La comunicazione aziendale fatta dagli “ambasciatori di marca” secondo Vacarini è una delle sfide più impegnative da vincere. «C’è ancora un gap culturale da colmare soprattutto per quanto riguarda i social media e c’è paura di sbagliare: la prima cosa, invece, è proprio accettare che si possano fare errori a patto che in contenuti positivi siano la maggioranza».
Una delle strade per le aziende di essere attive e più vicine alle persone secondo l’analisi di Chieffi è diventare media company per entrare in conversazione con gli stakeholder con un racconto coerente, evitando tre errori tipici della comunicazione corporate: comunicare in maniera autoreferenziale, non ponendosi mai la domanda: di cosa hanno bisogno i miei stakeholder?

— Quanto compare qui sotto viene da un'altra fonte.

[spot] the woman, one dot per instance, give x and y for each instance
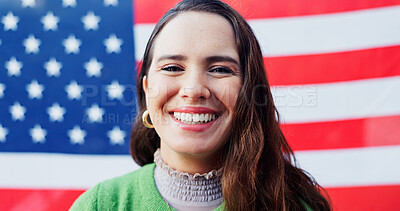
(209, 123)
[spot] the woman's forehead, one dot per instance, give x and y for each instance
(192, 33)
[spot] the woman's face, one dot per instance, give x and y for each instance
(193, 84)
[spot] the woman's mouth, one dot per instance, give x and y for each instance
(194, 119)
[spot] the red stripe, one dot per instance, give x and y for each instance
(365, 198)
(380, 131)
(333, 67)
(150, 11)
(32, 199)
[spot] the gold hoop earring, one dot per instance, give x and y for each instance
(145, 121)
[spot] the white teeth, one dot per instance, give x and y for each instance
(206, 117)
(188, 118)
(201, 117)
(196, 117)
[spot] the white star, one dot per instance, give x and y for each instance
(111, 2)
(28, 3)
(90, 21)
(2, 88)
(38, 134)
(72, 44)
(53, 67)
(56, 113)
(50, 22)
(14, 67)
(17, 112)
(113, 44)
(69, 3)
(95, 113)
(35, 90)
(115, 90)
(10, 22)
(77, 135)
(73, 90)
(31, 44)
(3, 133)
(93, 67)
(116, 136)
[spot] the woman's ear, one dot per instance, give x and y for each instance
(144, 84)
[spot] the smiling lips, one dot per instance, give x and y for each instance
(194, 118)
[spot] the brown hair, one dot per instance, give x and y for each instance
(258, 165)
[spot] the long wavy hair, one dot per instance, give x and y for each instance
(259, 171)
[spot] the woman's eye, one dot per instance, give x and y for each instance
(224, 70)
(172, 69)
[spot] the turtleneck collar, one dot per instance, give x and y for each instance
(185, 191)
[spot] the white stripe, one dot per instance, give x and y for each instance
(331, 168)
(42, 170)
(338, 101)
(314, 34)
(353, 167)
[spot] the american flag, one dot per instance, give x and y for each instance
(67, 93)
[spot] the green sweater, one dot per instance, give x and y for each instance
(133, 191)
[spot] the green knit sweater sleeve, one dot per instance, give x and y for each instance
(87, 201)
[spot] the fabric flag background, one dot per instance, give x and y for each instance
(67, 93)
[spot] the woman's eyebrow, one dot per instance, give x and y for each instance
(212, 59)
(172, 57)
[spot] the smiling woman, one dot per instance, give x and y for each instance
(209, 137)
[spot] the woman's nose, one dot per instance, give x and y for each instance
(194, 87)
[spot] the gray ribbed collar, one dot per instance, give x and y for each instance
(183, 189)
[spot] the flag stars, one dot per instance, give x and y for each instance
(69, 3)
(77, 135)
(115, 90)
(90, 21)
(13, 67)
(113, 44)
(38, 134)
(3, 133)
(53, 67)
(93, 67)
(28, 3)
(17, 112)
(95, 113)
(34, 90)
(31, 44)
(2, 88)
(50, 22)
(73, 90)
(116, 136)
(71, 44)
(56, 113)
(10, 22)
(108, 3)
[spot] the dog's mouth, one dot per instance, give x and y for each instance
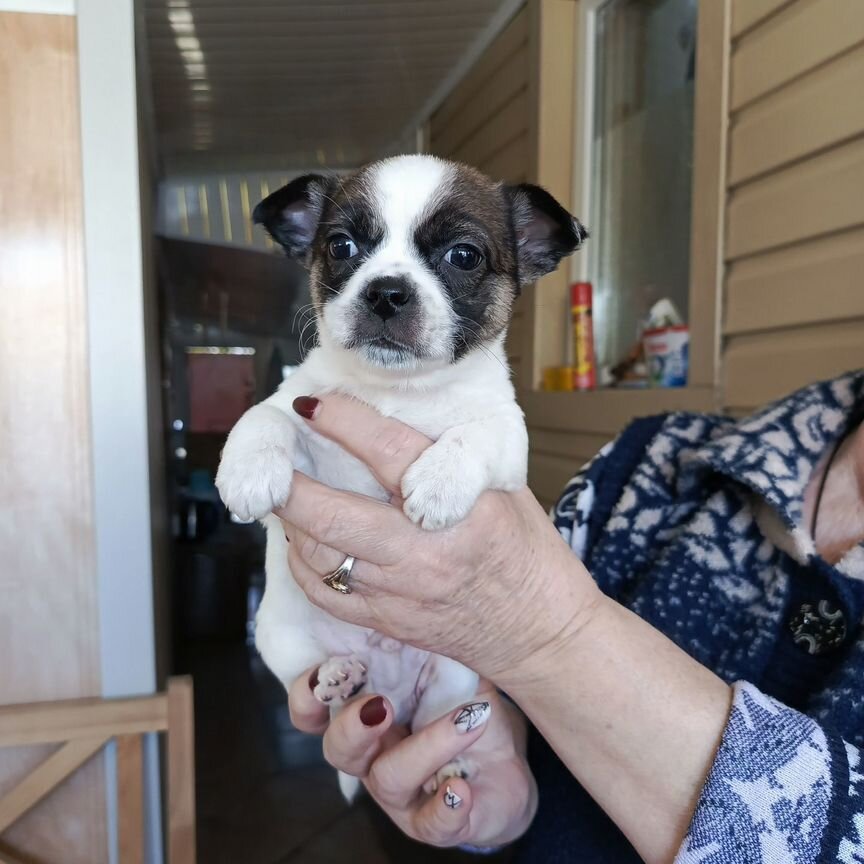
(384, 344)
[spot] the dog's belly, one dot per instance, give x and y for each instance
(395, 670)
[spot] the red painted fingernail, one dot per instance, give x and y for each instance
(306, 406)
(373, 712)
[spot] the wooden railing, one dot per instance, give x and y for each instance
(83, 727)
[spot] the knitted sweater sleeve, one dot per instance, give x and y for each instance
(782, 790)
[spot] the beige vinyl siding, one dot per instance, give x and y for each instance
(485, 122)
(794, 285)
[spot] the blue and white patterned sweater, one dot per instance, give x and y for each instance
(694, 522)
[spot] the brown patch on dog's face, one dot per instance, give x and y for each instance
(471, 220)
(415, 260)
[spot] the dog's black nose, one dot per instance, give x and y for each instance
(386, 295)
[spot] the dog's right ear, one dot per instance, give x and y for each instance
(291, 214)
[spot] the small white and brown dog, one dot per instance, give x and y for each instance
(415, 264)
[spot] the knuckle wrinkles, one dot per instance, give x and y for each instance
(383, 779)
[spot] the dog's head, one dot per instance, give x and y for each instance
(415, 261)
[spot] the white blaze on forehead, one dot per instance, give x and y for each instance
(405, 189)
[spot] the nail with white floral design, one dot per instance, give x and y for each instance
(451, 799)
(469, 717)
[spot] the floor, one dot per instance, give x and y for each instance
(265, 794)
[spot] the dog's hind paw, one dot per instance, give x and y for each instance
(339, 679)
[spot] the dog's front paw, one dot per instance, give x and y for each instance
(339, 679)
(441, 487)
(253, 483)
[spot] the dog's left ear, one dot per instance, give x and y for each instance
(545, 231)
(291, 214)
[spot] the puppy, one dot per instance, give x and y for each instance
(414, 264)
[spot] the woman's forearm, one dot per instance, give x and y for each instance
(633, 717)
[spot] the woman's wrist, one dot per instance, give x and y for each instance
(563, 603)
(634, 718)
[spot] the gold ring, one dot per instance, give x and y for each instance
(338, 579)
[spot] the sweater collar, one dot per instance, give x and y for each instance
(775, 451)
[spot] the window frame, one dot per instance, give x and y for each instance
(610, 407)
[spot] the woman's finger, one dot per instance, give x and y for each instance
(355, 525)
(387, 446)
(307, 713)
(398, 773)
(444, 819)
(357, 734)
(351, 607)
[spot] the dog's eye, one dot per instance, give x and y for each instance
(463, 256)
(342, 247)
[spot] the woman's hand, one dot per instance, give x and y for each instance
(495, 807)
(503, 570)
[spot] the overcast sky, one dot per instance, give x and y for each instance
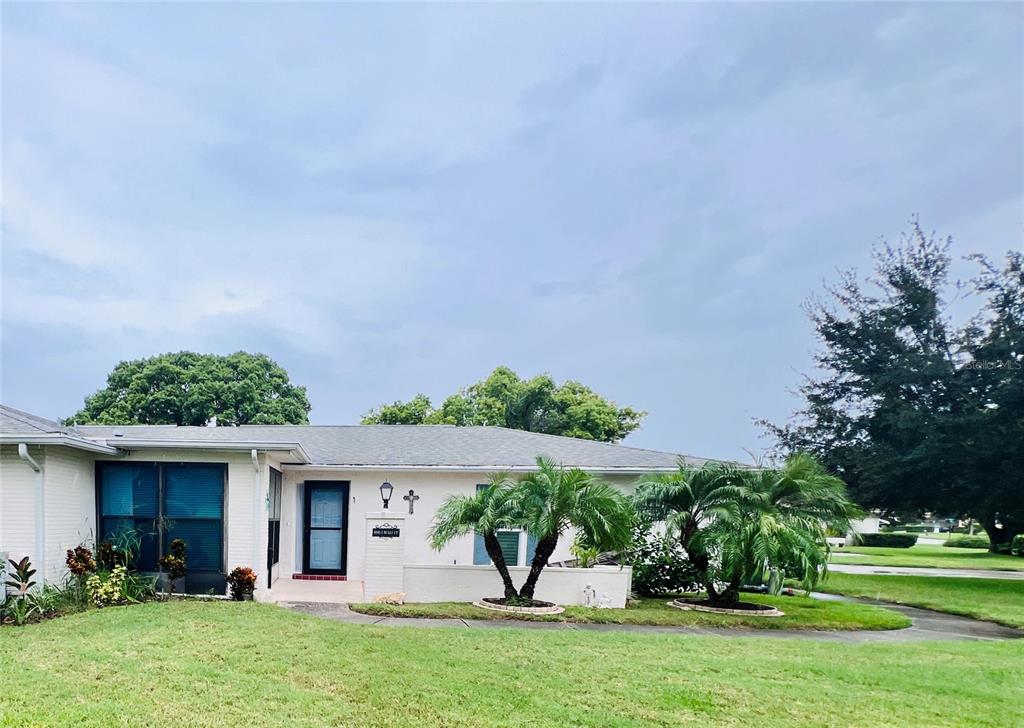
(391, 199)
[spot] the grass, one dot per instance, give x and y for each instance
(801, 613)
(929, 556)
(992, 599)
(202, 664)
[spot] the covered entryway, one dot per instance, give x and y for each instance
(295, 590)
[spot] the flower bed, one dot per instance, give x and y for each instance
(532, 606)
(744, 608)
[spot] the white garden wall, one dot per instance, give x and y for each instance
(449, 583)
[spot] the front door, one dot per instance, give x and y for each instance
(326, 526)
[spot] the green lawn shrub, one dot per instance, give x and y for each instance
(892, 541)
(968, 542)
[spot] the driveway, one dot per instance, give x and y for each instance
(925, 571)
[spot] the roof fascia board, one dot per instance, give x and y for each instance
(53, 438)
(604, 470)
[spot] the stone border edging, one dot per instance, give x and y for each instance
(685, 606)
(553, 609)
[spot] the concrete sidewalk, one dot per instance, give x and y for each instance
(925, 571)
(926, 626)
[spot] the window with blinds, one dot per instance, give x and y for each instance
(162, 503)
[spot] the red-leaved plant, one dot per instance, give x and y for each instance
(242, 580)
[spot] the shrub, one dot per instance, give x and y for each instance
(174, 563)
(80, 560)
(659, 564)
(892, 541)
(19, 607)
(968, 542)
(242, 581)
(107, 589)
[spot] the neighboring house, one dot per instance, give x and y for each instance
(290, 501)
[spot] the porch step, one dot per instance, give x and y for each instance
(320, 576)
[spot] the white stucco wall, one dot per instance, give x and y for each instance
(17, 502)
(71, 506)
(68, 479)
(364, 497)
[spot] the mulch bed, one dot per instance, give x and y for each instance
(745, 608)
(521, 606)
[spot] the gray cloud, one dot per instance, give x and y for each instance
(389, 202)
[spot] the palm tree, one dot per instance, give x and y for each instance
(733, 522)
(483, 513)
(555, 499)
(797, 506)
(689, 501)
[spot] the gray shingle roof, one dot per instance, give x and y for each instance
(411, 444)
(384, 445)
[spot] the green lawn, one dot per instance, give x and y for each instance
(930, 556)
(801, 613)
(992, 599)
(196, 664)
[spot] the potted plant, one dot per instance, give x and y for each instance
(242, 581)
(173, 565)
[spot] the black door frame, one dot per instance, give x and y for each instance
(342, 486)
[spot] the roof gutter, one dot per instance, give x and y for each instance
(478, 468)
(23, 453)
(56, 438)
(140, 443)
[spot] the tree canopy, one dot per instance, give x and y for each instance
(536, 404)
(186, 388)
(913, 411)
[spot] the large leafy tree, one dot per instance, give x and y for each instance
(537, 404)
(912, 411)
(187, 388)
(735, 522)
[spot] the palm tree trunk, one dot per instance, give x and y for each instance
(545, 547)
(498, 557)
(702, 565)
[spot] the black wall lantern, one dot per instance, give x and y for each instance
(386, 489)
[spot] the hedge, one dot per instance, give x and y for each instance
(893, 541)
(968, 542)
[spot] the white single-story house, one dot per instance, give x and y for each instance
(302, 505)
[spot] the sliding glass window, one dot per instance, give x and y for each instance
(166, 502)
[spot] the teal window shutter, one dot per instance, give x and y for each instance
(509, 541)
(480, 557)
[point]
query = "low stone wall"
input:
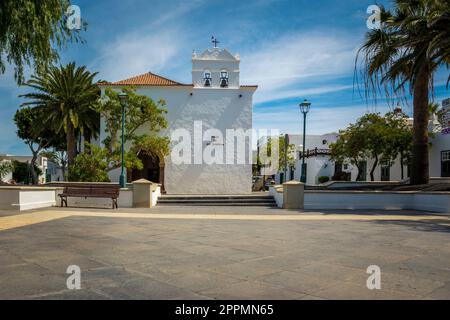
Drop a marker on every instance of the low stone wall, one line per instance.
(26, 198)
(438, 202)
(277, 193)
(125, 200)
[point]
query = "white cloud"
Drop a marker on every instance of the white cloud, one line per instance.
(272, 95)
(297, 59)
(175, 11)
(319, 121)
(136, 53)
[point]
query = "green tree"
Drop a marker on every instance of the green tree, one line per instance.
(32, 32)
(5, 168)
(26, 120)
(57, 153)
(404, 54)
(351, 146)
(90, 165)
(285, 159)
(65, 97)
(399, 140)
(141, 112)
(23, 171)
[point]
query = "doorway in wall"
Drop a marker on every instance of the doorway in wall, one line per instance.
(363, 166)
(445, 164)
(385, 171)
(152, 171)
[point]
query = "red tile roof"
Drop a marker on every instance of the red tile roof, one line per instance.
(146, 79)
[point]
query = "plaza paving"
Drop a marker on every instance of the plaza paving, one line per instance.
(223, 253)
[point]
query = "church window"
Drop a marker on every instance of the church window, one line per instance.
(207, 78)
(224, 79)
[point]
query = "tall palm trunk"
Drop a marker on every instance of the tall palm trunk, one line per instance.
(71, 143)
(419, 165)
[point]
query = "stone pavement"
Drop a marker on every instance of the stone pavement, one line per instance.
(223, 253)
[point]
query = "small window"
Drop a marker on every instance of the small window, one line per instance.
(445, 155)
(207, 78)
(224, 79)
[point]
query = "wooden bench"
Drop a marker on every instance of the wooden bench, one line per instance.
(91, 191)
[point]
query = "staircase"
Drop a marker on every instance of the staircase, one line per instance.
(253, 200)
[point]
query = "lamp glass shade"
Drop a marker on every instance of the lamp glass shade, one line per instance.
(305, 106)
(123, 97)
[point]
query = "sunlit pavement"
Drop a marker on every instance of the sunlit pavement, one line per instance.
(223, 253)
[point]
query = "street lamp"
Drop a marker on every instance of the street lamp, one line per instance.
(123, 97)
(304, 108)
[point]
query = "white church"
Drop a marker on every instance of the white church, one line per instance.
(214, 103)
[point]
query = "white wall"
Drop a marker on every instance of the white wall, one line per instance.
(125, 200)
(218, 108)
(26, 198)
(372, 200)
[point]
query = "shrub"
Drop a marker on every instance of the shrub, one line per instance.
(324, 179)
(90, 166)
(22, 172)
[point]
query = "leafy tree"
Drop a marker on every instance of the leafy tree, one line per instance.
(404, 54)
(32, 31)
(351, 147)
(400, 138)
(374, 137)
(26, 120)
(23, 172)
(58, 154)
(90, 165)
(5, 168)
(141, 112)
(64, 97)
(283, 162)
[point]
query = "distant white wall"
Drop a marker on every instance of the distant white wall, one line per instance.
(372, 200)
(26, 198)
(125, 200)
(220, 109)
(440, 143)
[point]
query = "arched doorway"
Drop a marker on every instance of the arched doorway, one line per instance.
(153, 169)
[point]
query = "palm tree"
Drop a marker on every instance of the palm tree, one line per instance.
(412, 44)
(65, 96)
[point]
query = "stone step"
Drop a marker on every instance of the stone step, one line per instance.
(201, 204)
(217, 200)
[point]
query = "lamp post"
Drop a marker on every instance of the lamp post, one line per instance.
(304, 108)
(123, 97)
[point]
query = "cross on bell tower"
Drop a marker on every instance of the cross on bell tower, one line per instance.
(214, 41)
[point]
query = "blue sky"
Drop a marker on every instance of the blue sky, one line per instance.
(292, 49)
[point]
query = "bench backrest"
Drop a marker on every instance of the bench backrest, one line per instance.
(93, 190)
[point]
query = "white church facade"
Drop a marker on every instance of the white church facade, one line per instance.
(214, 103)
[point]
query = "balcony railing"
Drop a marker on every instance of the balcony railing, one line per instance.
(315, 153)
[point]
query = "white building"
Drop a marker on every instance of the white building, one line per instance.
(42, 163)
(219, 101)
(319, 163)
(440, 145)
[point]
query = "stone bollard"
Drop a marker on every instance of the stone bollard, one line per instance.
(142, 193)
(293, 195)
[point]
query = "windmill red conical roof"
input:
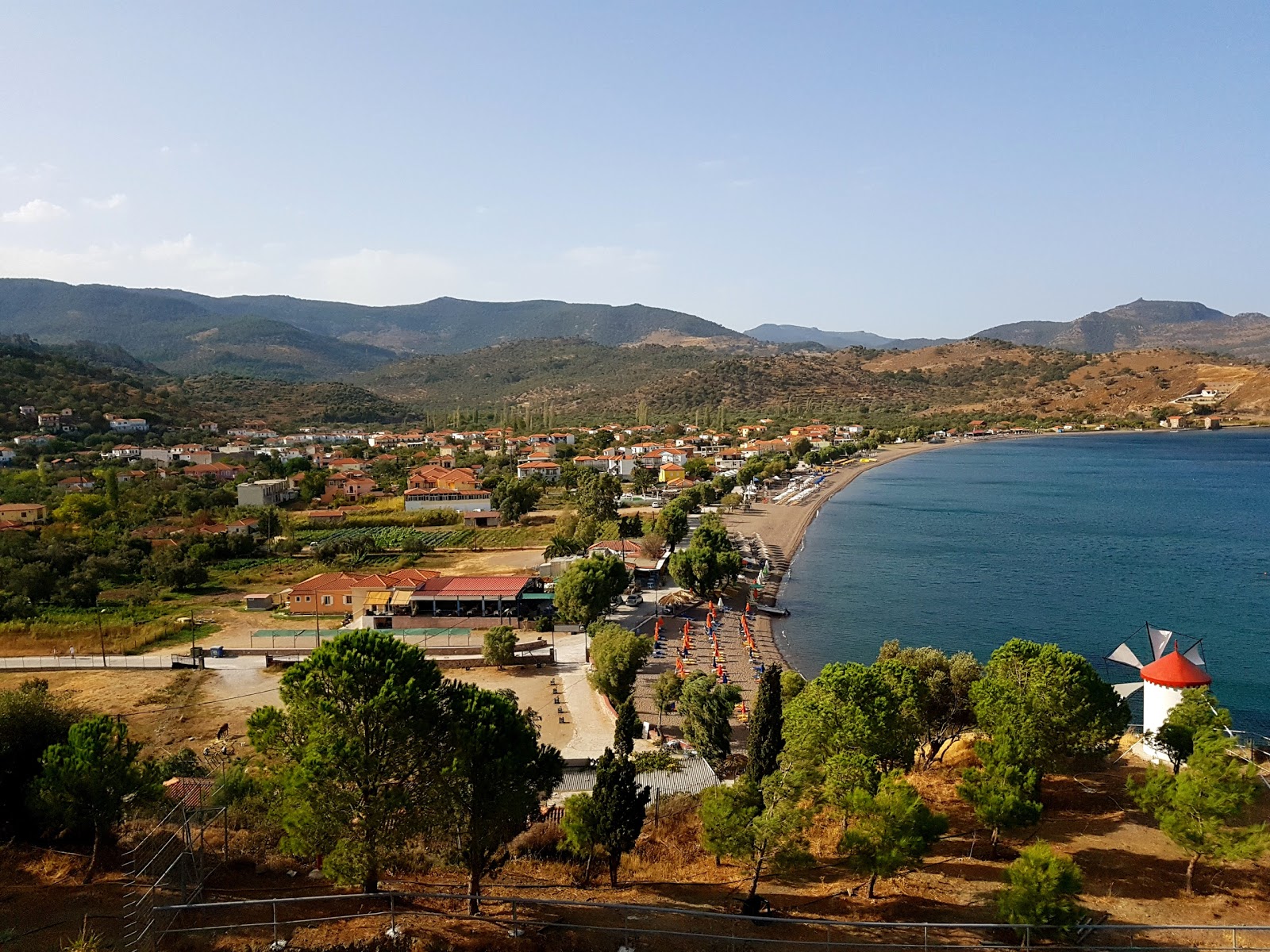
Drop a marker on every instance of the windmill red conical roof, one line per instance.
(1174, 670)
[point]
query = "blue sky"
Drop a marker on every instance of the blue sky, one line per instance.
(911, 169)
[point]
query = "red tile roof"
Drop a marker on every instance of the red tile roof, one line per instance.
(474, 585)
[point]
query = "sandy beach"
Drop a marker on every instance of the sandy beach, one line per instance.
(783, 527)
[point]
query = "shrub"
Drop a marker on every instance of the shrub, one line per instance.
(1041, 889)
(543, 841)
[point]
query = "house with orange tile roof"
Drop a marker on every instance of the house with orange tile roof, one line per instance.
(352, 486)
(332, 593)
(670, 474)
(545, 470)
(25, 513)
(222, 473)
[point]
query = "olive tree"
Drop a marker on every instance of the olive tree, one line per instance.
(362, 720)
(618, 655)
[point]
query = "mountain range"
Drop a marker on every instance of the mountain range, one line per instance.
(295, 340)
(838, 340)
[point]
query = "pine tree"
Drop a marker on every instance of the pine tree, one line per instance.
(766, 725)
(1041, 886)
(889, 831)
(1197, 806)
(87, 782)
(1001, 793)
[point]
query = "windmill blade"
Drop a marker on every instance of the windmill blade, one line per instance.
(1193, 654)
(1124, 655)
(1160, 639)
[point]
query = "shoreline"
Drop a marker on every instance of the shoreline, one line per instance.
(783, 528)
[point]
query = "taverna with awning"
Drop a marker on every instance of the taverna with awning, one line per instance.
(464, 600)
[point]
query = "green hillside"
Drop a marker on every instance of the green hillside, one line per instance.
(295, 340)
(586, 381)
(52, 378)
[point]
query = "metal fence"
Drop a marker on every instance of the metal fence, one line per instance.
(173, 861)
(643, 927)
(59, 663)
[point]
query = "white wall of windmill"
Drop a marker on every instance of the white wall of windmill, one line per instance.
(1157, 701)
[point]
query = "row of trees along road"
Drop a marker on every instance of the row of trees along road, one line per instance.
(375, 750)
(846, 739)
(611, 816)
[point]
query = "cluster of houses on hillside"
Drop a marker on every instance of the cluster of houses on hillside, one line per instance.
(435, 478)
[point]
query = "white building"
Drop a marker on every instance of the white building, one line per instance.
(464, 501)
(266, 493)
(121, 424)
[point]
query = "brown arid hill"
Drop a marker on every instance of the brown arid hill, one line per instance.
(1187, 325)
(1106, 386)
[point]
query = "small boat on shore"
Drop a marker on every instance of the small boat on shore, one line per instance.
(774, 611)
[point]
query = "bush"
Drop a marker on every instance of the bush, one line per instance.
(543, 841)
(1041, 889)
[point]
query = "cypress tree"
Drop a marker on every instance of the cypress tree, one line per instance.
(766, 725)
(620, 805)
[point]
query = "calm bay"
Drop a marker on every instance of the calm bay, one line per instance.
(1077, 539)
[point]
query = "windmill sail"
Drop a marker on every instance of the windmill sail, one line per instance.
(1160, 639)
(1124, 655)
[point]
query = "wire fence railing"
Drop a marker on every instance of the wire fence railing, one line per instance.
(662, 927)
(57, 663)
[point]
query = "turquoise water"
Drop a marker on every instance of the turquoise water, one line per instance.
(1077, 539)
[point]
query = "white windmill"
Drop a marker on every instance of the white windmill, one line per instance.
(1164, 681)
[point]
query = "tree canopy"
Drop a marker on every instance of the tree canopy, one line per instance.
(31, 721)
(849, 727)
(709, 562)
(1041, 889)
(888, 831)
(706, 704)
(498, 647)
(1048, 704)
(1199, 808)
(618, 654)
(937, 696)
(493, 776)
(1003, 793)
(766, 727)
(87, 782)
(362, 721)
(620, 805)
(588, 587)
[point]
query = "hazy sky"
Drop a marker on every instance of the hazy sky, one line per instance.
(911, 169)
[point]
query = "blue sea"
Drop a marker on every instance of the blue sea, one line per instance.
(1079, 539)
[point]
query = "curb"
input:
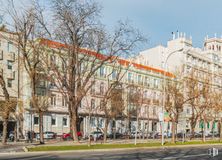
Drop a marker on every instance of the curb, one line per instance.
(122, 149)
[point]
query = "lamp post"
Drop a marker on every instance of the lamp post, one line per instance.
(164, 91)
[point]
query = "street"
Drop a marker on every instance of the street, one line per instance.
(136, 154)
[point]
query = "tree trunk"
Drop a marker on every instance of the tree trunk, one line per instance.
(220, 130)
(41, 128)
(74, 121)
(15, 133)
(204, 130)
(4, 136)
(105, 129)
(147, 131)
(192, 130)
(173, 131)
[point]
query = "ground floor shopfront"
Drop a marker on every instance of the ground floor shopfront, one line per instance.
(59, 123)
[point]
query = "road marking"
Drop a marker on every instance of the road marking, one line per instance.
(188, 156)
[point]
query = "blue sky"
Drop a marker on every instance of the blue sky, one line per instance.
(156, 19)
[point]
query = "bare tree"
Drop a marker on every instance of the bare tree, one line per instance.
(77, 26)
(7, 106)
(27, 24)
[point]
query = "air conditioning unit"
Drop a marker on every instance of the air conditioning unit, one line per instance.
(11, 56)
(11, 75)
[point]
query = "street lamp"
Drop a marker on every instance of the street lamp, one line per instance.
(164, 91)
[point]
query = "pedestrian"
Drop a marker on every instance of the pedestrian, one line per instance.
(29, 136)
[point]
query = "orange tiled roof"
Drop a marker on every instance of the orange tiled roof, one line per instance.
(53, 44)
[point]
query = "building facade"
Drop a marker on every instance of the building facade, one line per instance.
(181, 54)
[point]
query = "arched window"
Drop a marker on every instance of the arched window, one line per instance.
(101, 88)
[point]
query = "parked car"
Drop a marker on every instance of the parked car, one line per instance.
(133, 134)
(96, 135)
(215, 133)
(196, 135)
(47, 135)
(68, 136)
(11, 136)
(118, 135)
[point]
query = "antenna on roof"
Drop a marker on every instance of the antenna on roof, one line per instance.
(173, 34)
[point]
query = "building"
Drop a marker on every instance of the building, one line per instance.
(147, 81)
(180, 53)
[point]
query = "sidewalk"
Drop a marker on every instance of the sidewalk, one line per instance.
(116, 141)
(13, 147)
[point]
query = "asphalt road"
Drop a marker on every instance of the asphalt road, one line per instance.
(193, 153)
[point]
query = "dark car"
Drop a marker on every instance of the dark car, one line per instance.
(118, 135)
(96, 135)
(68, 136)
(47, 135)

In secondo luogo, considerare il mondo digitale e social solo come strumento editoriale: sono tecnologie che abilitano la conversazione che per sua natura è alla pari; e infine non adeguarsi fino in fondo al linguaggio e ai formati che gli stakeholder utilizzano. Vacarini ha ricordato come Gruppo Unipol ha deciso di diventare una media company sposando il brand journalism e delineando contenuti di qualità non autoreferenziali attraverso il magazine Changes. «Siamo nati sul web e poi abbiamo lanciato un magazine semestrale di approfondimento. Decliniamo i contenuti a seconda dei target di riferimento, non siamo autoreferenziali e trattiamo temi che possono essere condivisi da un pubblico ampio che ci segue perché capisce che offriamo un punto di vista originale» ha detto Vacarini.